Je conteste certes, comme Marc Dolez, la présentation selon laquelle le Canada ne serait pas un partenaire de premier plan. Le Canada est un grand pays, qui exporte, qui importe et dont la place dans le monde fait, je crois, l'admiration de toutes les démocraties. Il ne s'agit pas de mésestimer ce partenaire. Reste que cette proposition de résolution laisse à penser que le Canada serait le seul à exporter ses produits chez nous et que nous n'en exporterions pas chez eux.

Les appréhensions exprimées par le rapporteur sont légitimes, tout comme son aspiration au débat. Mais, notre commission et sa présidente l'ayant exigé du Gouvernement, celui-ci a bel et bien eu lieu, notamment grâce à Matthias Fekl qui est venu à maintes reprises évoquer l'évolution du traité négocié avec les États-Unis, rejeté pour l'heure à juste titre, et de celui conclu avec le Canada.

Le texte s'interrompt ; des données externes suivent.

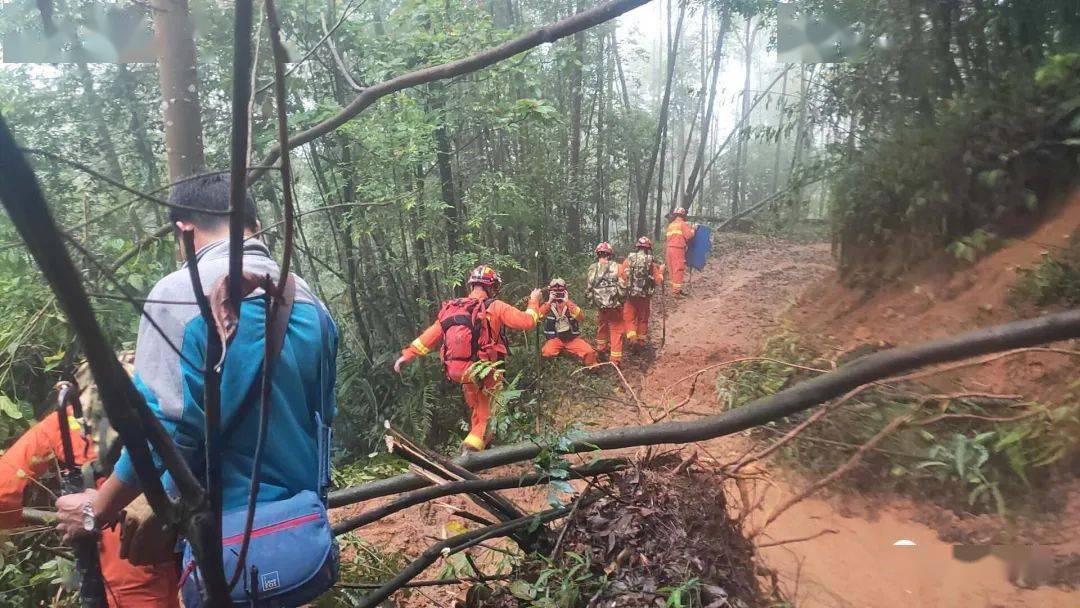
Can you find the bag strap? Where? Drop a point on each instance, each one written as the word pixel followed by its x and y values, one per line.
pixel 277 342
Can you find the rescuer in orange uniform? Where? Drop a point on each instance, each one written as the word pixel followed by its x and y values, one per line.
pixel 471 330
pixel 678 234
pixel 607 293
pixel 562 325
pixel 31 455
pixel 642 274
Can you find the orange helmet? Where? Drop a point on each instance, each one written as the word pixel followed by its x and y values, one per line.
pixel 487 277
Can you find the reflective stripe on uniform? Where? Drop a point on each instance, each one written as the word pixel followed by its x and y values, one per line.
pixel 473 442
pixel 418 346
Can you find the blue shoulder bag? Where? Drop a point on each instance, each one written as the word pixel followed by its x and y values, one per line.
pixel 292 555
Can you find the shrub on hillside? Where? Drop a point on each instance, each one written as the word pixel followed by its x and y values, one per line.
pixel 1054 280
pixel 990 159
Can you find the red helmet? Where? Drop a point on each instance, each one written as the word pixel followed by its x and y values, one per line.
pixel 487 277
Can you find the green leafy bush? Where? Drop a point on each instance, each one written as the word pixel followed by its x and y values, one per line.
pixel 977 166
pixel 1053 280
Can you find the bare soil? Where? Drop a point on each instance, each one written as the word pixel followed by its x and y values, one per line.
pixel 739 300
pixel 752 287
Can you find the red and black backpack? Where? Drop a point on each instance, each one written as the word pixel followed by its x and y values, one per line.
pixel 467 335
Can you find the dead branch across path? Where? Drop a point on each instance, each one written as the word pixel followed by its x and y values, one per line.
pixel 804 395
pixel 431 492
pixel 457 544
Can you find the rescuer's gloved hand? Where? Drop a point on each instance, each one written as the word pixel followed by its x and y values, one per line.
pixel 145 538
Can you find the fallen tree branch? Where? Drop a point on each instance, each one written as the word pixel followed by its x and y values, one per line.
pixel 663 396
pixel 455 544
pixel 137 247
pixel 800 539
pixel 432 582
pixel 431 492
pixel 842 470
pixel 540 36
pixel 877 366
pixel 494 503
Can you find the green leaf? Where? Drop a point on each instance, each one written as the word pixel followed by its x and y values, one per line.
pixel 10 408
pixel 522 590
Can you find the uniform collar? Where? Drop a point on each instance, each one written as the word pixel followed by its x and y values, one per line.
pixel 219 250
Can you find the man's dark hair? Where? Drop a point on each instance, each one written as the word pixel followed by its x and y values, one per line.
pixel 211 192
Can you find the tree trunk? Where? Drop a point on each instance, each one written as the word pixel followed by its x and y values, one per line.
pixel 643 202
pixel 574 188
pixel 780 135
pixel 443 151
pixel 179 88
pixel 697 174
pixel 742 139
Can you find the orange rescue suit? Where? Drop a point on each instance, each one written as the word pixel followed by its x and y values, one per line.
pixel 577 346
pixel 678 235
pixel 636 310
pixel 478 395
pixel 30 456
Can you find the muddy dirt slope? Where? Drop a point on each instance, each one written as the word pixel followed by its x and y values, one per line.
pixel 742 297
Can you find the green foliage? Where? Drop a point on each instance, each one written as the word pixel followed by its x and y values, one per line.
pixel 966 460
pixel 976 169
pixel 361 563
pixel 31 576
pixel 561 585
pixel 1053 280
pixel 975 463
pixel 970 247
pixel 684 595
pixel 375 467
pixel 746 381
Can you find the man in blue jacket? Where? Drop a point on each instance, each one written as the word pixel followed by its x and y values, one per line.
pixel 302 394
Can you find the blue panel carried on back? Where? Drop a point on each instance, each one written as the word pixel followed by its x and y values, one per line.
pixel 697 252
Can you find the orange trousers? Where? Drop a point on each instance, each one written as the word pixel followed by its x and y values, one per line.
pixel 577 347
pixel 676 262
pixel 609 332
pixel 478 399
pixel 635 319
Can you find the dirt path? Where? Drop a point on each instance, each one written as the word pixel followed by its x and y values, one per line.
pixel 733 306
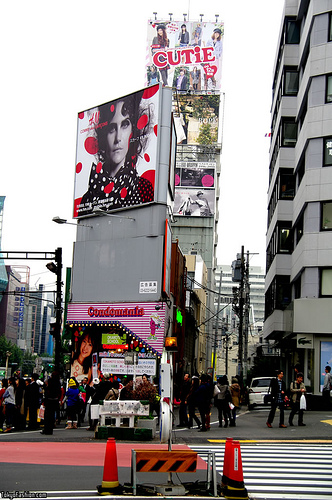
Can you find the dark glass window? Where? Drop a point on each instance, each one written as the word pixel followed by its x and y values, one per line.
pixel 299 229
pixel 326 282
pixel 327 151
pixel 328 97
pixel 287 186
pixel 291 81
pixel 326 217
pixel 292 31
pixel 289 133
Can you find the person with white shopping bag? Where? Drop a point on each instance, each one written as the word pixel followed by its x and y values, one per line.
pixel 298 402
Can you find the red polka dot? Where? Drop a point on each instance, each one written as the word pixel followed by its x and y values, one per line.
pixel 149 175
pixel 150 91
pixel 109 188
pixel 91 145
pixel 207 181
pixel 142 122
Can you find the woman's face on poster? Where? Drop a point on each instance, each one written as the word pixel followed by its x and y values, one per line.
pixel 86 347
pixel 118 136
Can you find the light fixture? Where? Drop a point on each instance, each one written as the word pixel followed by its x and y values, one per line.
pixel 99 211
pixel 58 220
pixel 171 344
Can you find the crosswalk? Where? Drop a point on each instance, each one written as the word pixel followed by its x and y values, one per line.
pixel 282 471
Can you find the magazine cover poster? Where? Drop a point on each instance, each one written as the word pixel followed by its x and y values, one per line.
pixel 185 55
pixel 194 202
pixel 196 118
pixel 116 153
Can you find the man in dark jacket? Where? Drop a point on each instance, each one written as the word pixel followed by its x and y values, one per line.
pixel 278 391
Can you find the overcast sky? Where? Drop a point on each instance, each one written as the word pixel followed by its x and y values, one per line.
pixel 59 58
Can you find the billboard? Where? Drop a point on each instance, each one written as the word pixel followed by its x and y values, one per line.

Donc, oui au débat, mais non au referendum sur un texte infiniment complexe. Je suis favorable aux referendums du type de celui sur l'indépendance de l'Algérie. Mais celui sur la Constitution européenne, avec ses 140 pages pratiquement illisibles tant le langage était abscons, était une forme de dévoiement de la démocratie. Pour ma part, je suis pour la démocratie représentative, qui est, pour paraphraser Churchill, « le pire des régimes, à l'exception de tous les autres », qui m'apparaissent largement plus démagogiques.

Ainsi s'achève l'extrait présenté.